Tuesday, January 24, 2006

NJJN Sports: Out to launch

January 24, 2006 -- After writing sports pieces on and off for the New Jersey Jewish News since I became a full-time writer in June 2004, the paper decided to find a home for them. Ladies and gentleman, may I introduce to you NJJN Sports.

It's amazing the sense of accomplishment -- not to mention power -- one gets when given his own project. I get to introduce myself as "sports editor." The title opens many doors and gives a certain amount of cache.
It's also amazing how much there is to write about. The comon joke is that the thinnest book in print is Famous Jewish Athletes. But fame is a relative term. The 10-year-old swimmer who comes in first at a JCC meet may not be famous...yet. But he's no less a hero to his family and friends. The same can be said for the 86-year-old sports writer who still comes to work every day.

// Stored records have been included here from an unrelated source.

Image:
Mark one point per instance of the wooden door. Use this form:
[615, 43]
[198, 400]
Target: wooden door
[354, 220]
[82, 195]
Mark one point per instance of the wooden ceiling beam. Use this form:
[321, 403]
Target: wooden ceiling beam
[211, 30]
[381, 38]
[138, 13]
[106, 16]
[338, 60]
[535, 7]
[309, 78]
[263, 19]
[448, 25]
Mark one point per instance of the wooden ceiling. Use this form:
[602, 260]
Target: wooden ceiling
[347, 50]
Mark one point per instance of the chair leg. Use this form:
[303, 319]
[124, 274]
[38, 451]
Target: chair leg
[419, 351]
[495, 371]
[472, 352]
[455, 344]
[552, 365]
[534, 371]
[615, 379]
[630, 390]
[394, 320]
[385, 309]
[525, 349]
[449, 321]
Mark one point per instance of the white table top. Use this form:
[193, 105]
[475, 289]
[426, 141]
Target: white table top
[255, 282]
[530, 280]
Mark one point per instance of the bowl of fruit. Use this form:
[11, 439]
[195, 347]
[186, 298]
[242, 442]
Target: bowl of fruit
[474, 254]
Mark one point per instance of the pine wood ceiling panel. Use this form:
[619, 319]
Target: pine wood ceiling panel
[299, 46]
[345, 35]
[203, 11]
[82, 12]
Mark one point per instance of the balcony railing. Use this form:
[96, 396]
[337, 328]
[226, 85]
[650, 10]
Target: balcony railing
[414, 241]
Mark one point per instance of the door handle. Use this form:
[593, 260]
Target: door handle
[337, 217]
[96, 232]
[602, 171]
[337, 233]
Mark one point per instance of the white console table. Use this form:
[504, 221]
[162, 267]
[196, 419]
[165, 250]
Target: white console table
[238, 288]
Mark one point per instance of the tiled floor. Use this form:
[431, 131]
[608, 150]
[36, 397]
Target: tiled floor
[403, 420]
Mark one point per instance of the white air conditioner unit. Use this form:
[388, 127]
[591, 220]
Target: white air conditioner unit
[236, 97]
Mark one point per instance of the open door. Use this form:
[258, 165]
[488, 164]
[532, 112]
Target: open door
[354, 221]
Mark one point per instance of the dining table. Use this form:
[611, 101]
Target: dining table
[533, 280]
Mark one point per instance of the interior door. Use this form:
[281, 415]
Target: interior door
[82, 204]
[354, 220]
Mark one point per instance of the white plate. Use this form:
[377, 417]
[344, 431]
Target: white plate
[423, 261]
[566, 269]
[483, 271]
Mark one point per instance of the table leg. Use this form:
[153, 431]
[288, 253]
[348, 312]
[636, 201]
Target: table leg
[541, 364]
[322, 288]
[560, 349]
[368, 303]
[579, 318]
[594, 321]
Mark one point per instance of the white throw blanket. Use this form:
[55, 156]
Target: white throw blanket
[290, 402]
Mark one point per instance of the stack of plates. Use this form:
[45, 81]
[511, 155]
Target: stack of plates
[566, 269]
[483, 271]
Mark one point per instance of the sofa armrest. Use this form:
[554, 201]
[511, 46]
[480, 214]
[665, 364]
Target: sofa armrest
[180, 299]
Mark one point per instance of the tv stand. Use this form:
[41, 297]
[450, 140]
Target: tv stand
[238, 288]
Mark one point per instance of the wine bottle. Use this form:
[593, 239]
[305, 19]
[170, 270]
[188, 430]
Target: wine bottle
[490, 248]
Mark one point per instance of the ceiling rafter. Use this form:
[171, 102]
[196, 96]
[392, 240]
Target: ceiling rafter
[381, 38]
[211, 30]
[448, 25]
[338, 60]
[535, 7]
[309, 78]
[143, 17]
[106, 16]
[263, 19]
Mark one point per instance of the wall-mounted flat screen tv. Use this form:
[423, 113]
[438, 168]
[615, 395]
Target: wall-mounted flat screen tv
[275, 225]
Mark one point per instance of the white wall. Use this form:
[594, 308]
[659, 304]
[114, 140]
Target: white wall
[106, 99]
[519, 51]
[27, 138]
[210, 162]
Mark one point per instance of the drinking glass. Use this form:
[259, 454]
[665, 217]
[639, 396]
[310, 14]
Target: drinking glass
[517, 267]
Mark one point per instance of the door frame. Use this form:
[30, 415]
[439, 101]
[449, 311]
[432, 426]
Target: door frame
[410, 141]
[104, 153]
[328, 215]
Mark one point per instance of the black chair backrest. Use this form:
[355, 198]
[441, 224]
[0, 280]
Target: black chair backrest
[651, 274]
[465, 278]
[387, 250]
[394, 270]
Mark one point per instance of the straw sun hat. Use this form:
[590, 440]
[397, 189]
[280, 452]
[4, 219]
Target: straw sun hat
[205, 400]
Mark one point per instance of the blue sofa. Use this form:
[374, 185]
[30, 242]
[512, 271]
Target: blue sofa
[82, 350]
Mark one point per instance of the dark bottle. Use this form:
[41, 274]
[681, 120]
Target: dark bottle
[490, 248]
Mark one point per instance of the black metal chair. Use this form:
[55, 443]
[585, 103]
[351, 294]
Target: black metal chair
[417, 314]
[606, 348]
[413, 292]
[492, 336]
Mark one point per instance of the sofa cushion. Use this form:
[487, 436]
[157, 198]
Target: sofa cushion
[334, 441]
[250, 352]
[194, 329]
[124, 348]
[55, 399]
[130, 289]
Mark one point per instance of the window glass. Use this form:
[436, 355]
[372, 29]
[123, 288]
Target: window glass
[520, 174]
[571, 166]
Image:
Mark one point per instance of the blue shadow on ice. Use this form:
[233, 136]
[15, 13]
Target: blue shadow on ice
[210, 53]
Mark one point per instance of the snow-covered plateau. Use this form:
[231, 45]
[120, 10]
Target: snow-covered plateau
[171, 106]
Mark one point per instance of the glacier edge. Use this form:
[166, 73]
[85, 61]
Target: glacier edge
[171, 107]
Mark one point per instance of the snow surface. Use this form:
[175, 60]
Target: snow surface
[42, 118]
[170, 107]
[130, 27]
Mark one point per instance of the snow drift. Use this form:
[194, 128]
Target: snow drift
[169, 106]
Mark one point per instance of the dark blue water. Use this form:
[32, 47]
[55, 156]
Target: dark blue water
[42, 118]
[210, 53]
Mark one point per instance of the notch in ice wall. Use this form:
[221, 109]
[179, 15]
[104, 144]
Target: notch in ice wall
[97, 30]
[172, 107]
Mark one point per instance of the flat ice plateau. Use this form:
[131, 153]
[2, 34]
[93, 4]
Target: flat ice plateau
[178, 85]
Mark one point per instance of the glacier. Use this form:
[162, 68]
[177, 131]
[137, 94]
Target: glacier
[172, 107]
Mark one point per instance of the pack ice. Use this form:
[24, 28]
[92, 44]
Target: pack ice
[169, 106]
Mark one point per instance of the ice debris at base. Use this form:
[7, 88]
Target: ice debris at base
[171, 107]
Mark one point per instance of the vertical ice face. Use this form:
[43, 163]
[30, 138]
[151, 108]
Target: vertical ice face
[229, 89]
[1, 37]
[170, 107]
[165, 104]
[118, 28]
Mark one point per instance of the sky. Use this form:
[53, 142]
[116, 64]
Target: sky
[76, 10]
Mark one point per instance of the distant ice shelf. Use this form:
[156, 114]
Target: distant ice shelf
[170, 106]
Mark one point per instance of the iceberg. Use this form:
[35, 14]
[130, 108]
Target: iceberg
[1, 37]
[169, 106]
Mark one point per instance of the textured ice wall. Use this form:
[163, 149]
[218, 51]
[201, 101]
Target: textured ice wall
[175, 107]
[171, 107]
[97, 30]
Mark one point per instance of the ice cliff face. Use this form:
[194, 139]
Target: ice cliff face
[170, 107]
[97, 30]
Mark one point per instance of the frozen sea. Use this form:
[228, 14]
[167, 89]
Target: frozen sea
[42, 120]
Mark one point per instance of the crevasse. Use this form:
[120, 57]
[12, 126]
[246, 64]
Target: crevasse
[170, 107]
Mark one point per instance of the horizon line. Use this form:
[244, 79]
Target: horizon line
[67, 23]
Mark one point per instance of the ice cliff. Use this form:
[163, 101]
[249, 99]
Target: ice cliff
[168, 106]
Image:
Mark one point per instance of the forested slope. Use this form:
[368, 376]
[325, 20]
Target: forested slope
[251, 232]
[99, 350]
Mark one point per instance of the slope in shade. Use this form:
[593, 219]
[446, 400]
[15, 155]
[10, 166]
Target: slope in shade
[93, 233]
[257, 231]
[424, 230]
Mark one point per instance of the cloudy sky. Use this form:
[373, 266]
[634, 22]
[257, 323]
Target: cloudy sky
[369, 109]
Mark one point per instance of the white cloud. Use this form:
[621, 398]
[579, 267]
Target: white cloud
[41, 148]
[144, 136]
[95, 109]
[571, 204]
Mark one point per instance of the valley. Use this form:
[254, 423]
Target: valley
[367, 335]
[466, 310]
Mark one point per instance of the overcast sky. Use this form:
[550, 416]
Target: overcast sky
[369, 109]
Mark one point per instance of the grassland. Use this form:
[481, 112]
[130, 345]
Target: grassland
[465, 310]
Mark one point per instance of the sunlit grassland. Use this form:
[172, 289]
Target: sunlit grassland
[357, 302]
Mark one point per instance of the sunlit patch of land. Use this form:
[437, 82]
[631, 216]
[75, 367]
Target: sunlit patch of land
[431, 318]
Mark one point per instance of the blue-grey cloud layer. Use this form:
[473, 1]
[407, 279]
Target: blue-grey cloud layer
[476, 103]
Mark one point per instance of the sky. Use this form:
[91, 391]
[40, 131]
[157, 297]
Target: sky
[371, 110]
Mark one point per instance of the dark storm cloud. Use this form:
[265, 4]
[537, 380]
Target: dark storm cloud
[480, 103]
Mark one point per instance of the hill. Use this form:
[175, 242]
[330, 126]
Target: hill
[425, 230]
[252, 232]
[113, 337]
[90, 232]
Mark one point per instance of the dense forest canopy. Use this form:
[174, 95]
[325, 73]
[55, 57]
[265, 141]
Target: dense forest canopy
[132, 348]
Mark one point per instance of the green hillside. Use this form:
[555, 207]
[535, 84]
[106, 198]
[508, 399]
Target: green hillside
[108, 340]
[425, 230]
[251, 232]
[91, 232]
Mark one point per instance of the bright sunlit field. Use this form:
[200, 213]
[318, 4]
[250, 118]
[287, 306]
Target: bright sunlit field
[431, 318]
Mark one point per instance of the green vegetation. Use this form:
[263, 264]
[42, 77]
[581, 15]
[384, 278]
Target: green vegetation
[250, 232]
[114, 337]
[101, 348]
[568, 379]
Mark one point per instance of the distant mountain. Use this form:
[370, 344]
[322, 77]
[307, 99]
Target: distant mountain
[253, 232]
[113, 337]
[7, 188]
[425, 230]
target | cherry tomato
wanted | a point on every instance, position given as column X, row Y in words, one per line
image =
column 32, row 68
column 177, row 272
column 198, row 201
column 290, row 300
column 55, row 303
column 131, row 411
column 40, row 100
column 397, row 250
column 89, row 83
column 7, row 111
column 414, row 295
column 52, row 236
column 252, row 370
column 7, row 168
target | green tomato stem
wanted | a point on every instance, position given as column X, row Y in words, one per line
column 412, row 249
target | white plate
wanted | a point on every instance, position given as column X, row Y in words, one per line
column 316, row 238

I was at a program on Sports Columnists in a Changing Media last week at the Yogi Berra Museum. Three prominent journalists -- Dave Anderson of The New York Times, Maury Allen, late of the New York Post, and Filip Bondy of the New York Daily News -- gave their considered opinions on the state of the profession to a bunch of high school and college kids. Anderson and Allen, who began their careers when Eisenhower was president, had a ton of interesting anecdotes, but I had to wonder how much of it was getting through to a generation that barely knows what life was like before Ipods.

Anderson and Allen spoke about travelling by train with the players they covered, of a time when the athletes made about the same salaries as sportswriters, and lived in the neighborhoods the teams played in. Bondy, who came along about twenty years later, noted unhappily how the advent of cable TV, sports radio programs, and the Internet have had the effect of drasticlaly increasing the number of media personnel at any given game. Athletes are more interested in "safe, 10-second sound bites for television" than thoughtful interviews.

One of the things I've noticed in such books as Lawrence Ritter's The Glory of Their Times is the eloquence with which most of the ballplayers spoke, even those who did not have the benefit of a high school diploma (cf. HBO's Deadwood).